Automotive industry Unites to Drive Transformation Beyond Compliance
The event also provided an opportunity for Neale Hill and Mikel Mabasa, in their respective roles of president and CEO of naamsa, to congratulate BMW on their 50th anniversary in South Africa.

By Austin Gamble

naamsa | The Automotive Business Council, in an inspired move, has in 2023 partnered with strategic partners in a nationwide series of thought leadership dialogues, under the banner of DRIVERS OF CHANGE

In April, WesBank, RMB and FNB sponsored a thought leadership roundtable on the key challenges and potential benefits around the transition to New Energy Vehicles (NEVs), and on 26 June Old Mutual stepped up to the plate to sponsor a discussion around transformation beyond compliance.
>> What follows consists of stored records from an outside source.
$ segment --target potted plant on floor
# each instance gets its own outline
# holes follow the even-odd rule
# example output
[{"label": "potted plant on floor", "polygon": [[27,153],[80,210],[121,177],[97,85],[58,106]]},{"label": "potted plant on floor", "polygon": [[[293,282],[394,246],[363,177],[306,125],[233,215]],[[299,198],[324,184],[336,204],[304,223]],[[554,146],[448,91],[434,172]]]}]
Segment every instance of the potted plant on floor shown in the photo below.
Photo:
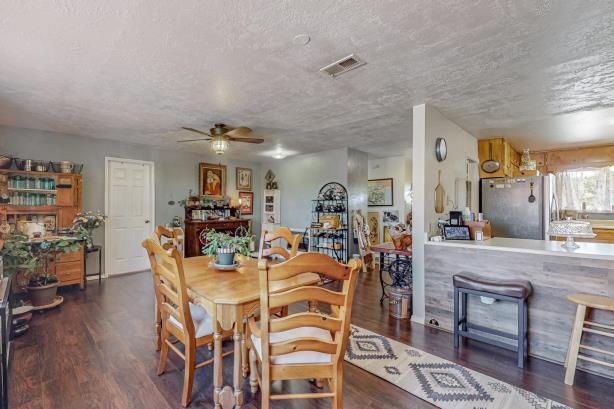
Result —
[{"label": "potted plant on floor", "polygon": [[38,258],[38,268],[30,271],[26,289],[34,307],[51,304],[60,284],[58,278],[51,274],[49,267],[53,259],[60,253],[79,251],[81,245],[76,239],[43,240],[37,243],[35,254]]},{"label": "potted plant on floor", "polygon": [[221,266],[235,264],[235,254],[249,256],[252,236],[231,236],[226,233],[210,230],[207,233],[207,245],[203,247],[203,254],[216,257],[215,263]]},{"label": "potted plant on floor", "polygon": [[28,290],[34,307],[49,305],[55,299],[59,281],[50,272],[53,258],[58,253],[72,253],[80,249],[77,239],[32,241],[27,236],[14,234],[4,240],[0,254],[5,274],[17,275],[19,284]]}]

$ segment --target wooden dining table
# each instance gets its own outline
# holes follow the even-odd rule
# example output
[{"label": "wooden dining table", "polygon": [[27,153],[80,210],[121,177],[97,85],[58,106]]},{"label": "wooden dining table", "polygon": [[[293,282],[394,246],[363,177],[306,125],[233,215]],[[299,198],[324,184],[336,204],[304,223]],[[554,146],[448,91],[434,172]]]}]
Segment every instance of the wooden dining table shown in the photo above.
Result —
[{"label": "wooden dining table", "polygon": [[[240,257],[241,266],[233,271],[219,271],[209,263],[210,257],[183,259],[188,295],[193,303],[205,308],[213,318],[213,400],[216,408],[229,409],[243,405],[243,377],[249,372],[245,348],[243,320],[260,306],[258,261]],[[320,276],[304,273],[275,282],[271,292],[316,285]],[[234,342],[233,384],[224,386],[222,371],[222,333],[232,331]]]}]

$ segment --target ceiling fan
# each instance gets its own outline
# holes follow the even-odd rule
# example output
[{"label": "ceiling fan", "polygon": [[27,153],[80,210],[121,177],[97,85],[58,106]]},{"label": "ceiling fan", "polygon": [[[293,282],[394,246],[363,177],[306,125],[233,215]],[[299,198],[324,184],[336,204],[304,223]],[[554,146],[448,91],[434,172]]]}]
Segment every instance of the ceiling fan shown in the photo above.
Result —
[{"label": "ceiling fan", "polygon": [[187,128],[185,126],[181,127],[186,131],[196,132],[201,135],[208,136],[208,138],[199,138],[199,139],[187,139],[183,141],[177,142],[198,142],[198,141],[211,141],[211,149],[215,151],[216,154],[221,155],[230,146],[230,142],[244,142],[244,143],[262,143],[264,139],[262,138],[249,138],[246,135],[250,135],[253,131],[246,127],[240,126],[238,128],[232,128],[225,124],[215,124],[213,128],[209,129],[209,133],[199,131],[194,128]]}]

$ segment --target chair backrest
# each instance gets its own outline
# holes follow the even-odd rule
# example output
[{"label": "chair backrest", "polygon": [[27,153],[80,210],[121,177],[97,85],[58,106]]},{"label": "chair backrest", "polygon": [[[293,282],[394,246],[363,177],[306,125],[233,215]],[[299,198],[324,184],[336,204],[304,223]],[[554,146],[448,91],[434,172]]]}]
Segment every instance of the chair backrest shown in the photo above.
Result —
[{"label": "chair backrest", "polygon": [[194,339],[195,333],[181,254],[176,248],[164,249],[153,238],[145,239],[142,245],[149,256],[156,302],[162,314],[162,321],[166,323],[169,317],[174,317],[183,329],[172,325],[168,328],[180,341],[186,343]]},{"label": "chair backrest", "polygon": [[[174,247],[180,254],[183,253],[183,241],[185,235],[182,228],[178,227],[170,230],[164,226],[157,225],[154,234],[158,238],[158,243],[160,243],[165,250],[169,250],[170,248]],[[163,238],[169,239],[170,241],[163,242]]]},{"label": "chair backrest", "polygon": [[[270,243],[274,240],[283,239],[290,245],[290,251],[284,247],[270,247]],[[288,260],[298,252],[298,245],[301,241],[300,234],[292,234],[292,231],[287,227],[280,227],[274,232],[262,231],[260,235],[260,249],[258,250],[258,258],[270,257],[273,255],[281,256],[284,260]]]},{"label": "chair backrest", "polygon": [[[283,263],[270,264],[266,259],[258,262],[260,273],[260,340],[262,362],[270,364],[270,358],[298,351],[315,351],[333,355],[333,363],[341,365],[350,329],[350,316],[356,278],[360,261],[351,260],[341,264],[322,253],[304,253]],[[327,278],[343,282],[341,291],[332,291],[319,286],[302,286],[291,290],[271,293],[271,284],[288,280],[303,273],[320,273]],[[300,312],[283,318],[272,318],[267,313],[297,302],[329,304],[333,314]],[[332,342],[314,338],[295,338],[280,343],[269,343],[269,333],[287,331],[300,327],[317,327],[331,332]]]}]

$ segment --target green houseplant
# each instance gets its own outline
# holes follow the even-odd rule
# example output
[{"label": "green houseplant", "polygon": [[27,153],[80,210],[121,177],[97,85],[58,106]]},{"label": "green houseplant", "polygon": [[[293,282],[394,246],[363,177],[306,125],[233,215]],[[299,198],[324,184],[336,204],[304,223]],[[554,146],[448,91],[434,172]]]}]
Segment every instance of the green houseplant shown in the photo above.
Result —
[{"label": "green houseplant", "polygon": [[51,304],[57,294],[58,279],[50,272],[50,265],[58,253],[72,253],[80,249],[78,239],[31,241],[27,236],[14,234],[4,240],[0,254],[5,274],[25,279],[20,283],[28,290],[33,306]]},{"label": "green houseplant", "polygon": [[207,233],[207,245],[203,254],[216,257],[216,263],[229,266],[234,264],[235,254],[249,256],[253,236],[231,236],[226,233],[210,230]]}]

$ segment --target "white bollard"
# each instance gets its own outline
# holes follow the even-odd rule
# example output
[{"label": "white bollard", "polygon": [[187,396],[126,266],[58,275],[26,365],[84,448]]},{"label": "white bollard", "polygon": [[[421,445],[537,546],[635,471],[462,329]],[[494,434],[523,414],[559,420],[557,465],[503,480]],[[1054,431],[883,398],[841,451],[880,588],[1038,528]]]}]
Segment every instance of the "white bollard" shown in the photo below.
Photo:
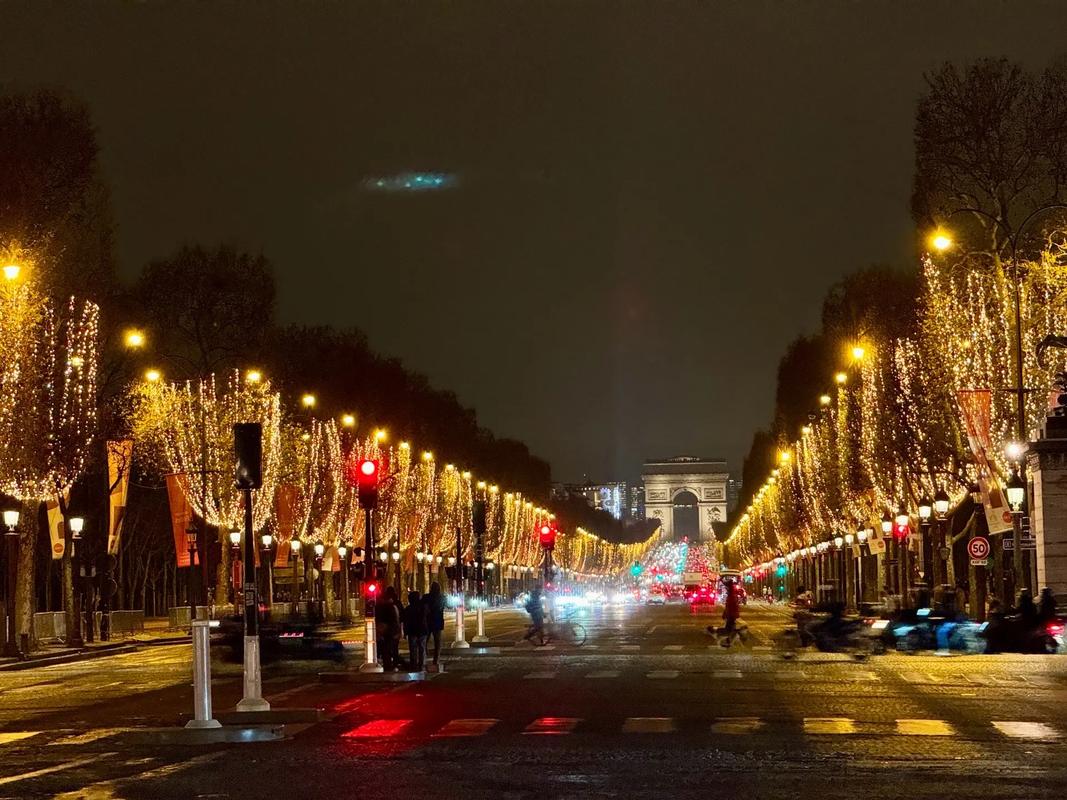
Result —
[{"label": "white bollard", "polygon": [[462,650],[471,646],[467,641],[467,626],[463,619],[463,612],[463,598],[461,597],[459,605],[456,606],[456,641],[452,642],[453,650]]},{"label": "white bollard", "polygon": [[245,637],[244,697],[237,704],[238,711],[270,711],[270,703],[263,699],[263,675],[259,669],[259,637]]},{"label": "white bollard", "polygon": [[211,714],[211,628],[218,620],[193,620],[193,718],[186,728],[221,728]]},{"label": "white bollard", "polygon": [[378,630],[374,626],[374,615],[368,614],[363,628],[363,664],[360,672],[384,672],[382,665],[378,663]]},{"label": "white bollard", "polygon": [[480,602],[478,603],[478,608],[475,614],[478,619],[478,633],[471,639],[471,642],[474,644],[488,644],[489,637],[485,635],[485,609],[482,608]]}]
The event was held at The Venue, Melrose Arch, and was designed to explore how the industry can meaningfully collaborate with other role players to progressively accelerate meaningful transformation that would support the industry’s important role it plays in the local economic landscape.

The key driver for growth is the South African Automotive Masterplan 2035 [SAAM35], which aims to increase local content in locally manufactured vehicles to 60%, widen and deepen value addition within the sector, and double employment opportunities within the auto value chain. And the subject up for debate on 26 June was another key strategic objective of the SAAM35; i.e. industry-wide transformation, leading to employment equity at all levels, and the increase the involvement of black-owned entities in the entire value chain. Skills development goes hand in hand with this goal, and this will require an enormous effort, and co-ordinated partnership between government and private enterprise. This was acknowledged by Peter van Binsbergen, CEO of BMW Group South Africa and chairperson of the Executive Oversight Committee Workstream on Transformation, and he clarified that “the industry has set ambitious targets to improve compliance levels and accelerate transformation efforts and all the seven OEMs have achieved Level 3 or better compliance requirements. However, supplier transformation is still a challenge, with 38 multinational suppliers in the approval phase of an Equity Equivalent Investment Programme [EEIP] through the Automotive Industry Transformation Fund [AITF] facilitated for approval by the Department of Trade, Industry and Competition. OEMs will continue to support their suppliers to enhance compliance and promote transformation.”

The three crucial themes which were debated were the aforesaid skills development, financial inclusiveness and mobility for the poor, plus localisation and the development of new black industrialists. Many interesting solutions were put forward, but the crux of the matter is that it is no longer time for South Africa to play catch up with the rest of the world, but rather to leapfrog from laggard to leader.